Calculating the square root:

v ≈ 1.832 m/s.

Therefore, the speed of the object at the instant when the spring is stretched by 0.045 m relative to its unstrained length is approximately 1.832 m/s.

To find the speed of the object at the instant when the spring is stretched by 0.045 m relative to its unstrained length, we can use the formula for the speed of an object in simple harmonic motion.

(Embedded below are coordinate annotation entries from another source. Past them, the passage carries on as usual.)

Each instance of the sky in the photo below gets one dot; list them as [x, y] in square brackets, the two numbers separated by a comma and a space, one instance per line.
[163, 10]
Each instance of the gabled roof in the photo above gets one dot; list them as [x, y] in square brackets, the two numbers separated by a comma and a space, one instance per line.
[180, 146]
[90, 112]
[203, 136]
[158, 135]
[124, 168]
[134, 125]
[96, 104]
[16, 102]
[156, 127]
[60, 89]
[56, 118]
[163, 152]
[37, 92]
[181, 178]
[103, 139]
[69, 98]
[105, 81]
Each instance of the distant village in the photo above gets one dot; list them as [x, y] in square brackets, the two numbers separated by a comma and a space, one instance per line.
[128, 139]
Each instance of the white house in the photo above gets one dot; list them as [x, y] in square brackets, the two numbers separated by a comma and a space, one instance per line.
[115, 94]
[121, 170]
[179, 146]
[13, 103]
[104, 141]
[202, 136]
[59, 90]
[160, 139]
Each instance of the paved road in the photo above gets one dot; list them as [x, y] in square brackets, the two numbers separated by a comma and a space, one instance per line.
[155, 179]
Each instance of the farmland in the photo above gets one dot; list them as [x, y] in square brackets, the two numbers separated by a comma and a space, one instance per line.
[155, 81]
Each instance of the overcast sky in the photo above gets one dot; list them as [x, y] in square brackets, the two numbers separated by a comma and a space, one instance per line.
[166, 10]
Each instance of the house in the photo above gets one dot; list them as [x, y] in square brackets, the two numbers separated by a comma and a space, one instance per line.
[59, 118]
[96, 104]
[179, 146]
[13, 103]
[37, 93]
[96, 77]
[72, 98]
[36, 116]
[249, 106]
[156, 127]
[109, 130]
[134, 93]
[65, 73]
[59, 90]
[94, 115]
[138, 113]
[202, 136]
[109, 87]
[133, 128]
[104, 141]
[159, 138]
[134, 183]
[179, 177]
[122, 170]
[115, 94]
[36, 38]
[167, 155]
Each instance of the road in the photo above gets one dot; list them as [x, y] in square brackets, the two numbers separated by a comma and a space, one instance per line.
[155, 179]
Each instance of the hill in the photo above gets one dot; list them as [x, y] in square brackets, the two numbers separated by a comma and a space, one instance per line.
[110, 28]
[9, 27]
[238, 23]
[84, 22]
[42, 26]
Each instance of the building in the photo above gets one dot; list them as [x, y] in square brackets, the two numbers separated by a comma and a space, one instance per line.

The speed of the object in simple harmonic motion is given by the equation:

v = ω √(A^2 - x^2)

Where:
v = speed of the object
ω = angular frequency
A = amplitude of the motion
x = displacement of the object from the equilibrium position

Given:
ω = 17.8 rad/s
A = 0.076 m
x = 0.045 m

Substituting the given values into the formula:

v = 17.8 rad/s * √(0.076^2 - 0.045^2)

First, caculate (0.076^2 - 0.045^2):

v = 17.8 rad/s * √(0.005776 - 0.002025)

Next, find the square root:

v = 17.8 rad/s * √(0.003751)

v = 17.8 rad/s * 0.06123

Finally, calculate the product:

v ≈ 1.088 m/s

Therefore, the speed of the object at the instant when the spring is stretched by 0.045 m relative to its unstrained length is approximately 1.088 m/s.